OK. Perhaps someone with a better working knowledge of Android applications will read this post and enlighten me.

One general question; one specific question; ALL help will be GREATLY APPRECIATED.

Here goes ....

I HAVE:
- The T-Mobile Samsung Galaxy S III (model # SGH-T999), 16GB, with a 32GB external storage card, in "Marble White."
- My device is rooted; one of my Play Store apps is "Mobile Odin Pro v.3.0.0" ..... and I've never used it.

IN GENERAL:
- How to use "Mobile Odin Pro v.3.0.0" (as opposed to my using the "regular" .... Windows OC-version).

NOW .... IN PARTICULAR:
- I would like to change my AOKP "unicorn" boot animation BACK TO the stock T-Mobile SGS3 animation. (But, of course, keep my AOKP ROM mod!)

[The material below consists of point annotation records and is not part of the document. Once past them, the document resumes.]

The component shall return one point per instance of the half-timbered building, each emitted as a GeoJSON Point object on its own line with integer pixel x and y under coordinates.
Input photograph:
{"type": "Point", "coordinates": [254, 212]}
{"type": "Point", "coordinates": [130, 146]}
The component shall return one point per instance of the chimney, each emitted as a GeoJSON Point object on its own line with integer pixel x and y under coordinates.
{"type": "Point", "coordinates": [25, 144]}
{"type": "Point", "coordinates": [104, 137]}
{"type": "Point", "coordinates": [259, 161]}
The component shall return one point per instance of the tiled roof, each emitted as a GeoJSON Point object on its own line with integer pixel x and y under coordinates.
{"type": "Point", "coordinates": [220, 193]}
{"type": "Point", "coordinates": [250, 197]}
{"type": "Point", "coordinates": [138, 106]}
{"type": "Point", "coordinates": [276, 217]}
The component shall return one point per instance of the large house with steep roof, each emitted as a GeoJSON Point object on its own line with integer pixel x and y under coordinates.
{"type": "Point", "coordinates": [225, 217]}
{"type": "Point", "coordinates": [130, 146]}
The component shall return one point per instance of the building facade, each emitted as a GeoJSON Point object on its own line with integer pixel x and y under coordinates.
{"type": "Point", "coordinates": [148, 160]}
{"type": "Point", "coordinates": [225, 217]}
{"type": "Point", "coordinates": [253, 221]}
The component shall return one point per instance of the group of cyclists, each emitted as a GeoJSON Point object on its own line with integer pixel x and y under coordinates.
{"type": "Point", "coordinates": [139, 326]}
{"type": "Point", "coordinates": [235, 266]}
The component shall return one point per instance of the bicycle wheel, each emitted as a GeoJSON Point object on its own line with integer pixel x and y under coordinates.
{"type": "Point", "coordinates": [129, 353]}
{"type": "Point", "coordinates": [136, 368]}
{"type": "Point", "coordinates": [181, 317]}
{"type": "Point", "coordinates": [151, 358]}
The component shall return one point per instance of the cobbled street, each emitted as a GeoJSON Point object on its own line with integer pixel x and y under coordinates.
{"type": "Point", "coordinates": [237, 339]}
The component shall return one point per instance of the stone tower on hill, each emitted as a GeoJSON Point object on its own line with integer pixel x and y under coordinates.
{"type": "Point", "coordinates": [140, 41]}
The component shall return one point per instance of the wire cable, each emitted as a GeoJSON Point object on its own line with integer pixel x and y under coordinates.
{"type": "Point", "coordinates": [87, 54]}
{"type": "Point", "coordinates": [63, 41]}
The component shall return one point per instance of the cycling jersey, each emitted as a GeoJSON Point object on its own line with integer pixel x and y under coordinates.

I DOWNLOADED THE STOCK "T999" BOOT ANIMATION:
- and it has the name "boot-stock-tmobile-sgh-t999.tar" .... so I guess it's a .tar file.

SO:
How would YOU change to the new Boot Animation .... on this device .... and, using Mobile Odin Pro v.3.0.0. ???

THANK YOU!


----------



## benpike (Jun 22, 2011)

MLB said:


> [QUESTION] How to use "Mobile Odin Pro v.3.0.0" on T-Mobile S3 (SGH-T999)?
> 
> OK. Perhaps someone with a better working knowledge of Android applications will read this post and enlighten me.
> 
> ...


This is the best tutorial I've found: http://bit.ly/O1s0LX

Sent from my SGH-T999 using Tapatalk 2


----------



## MLB (Mar 7, 2012)

Thank you, very much!


----------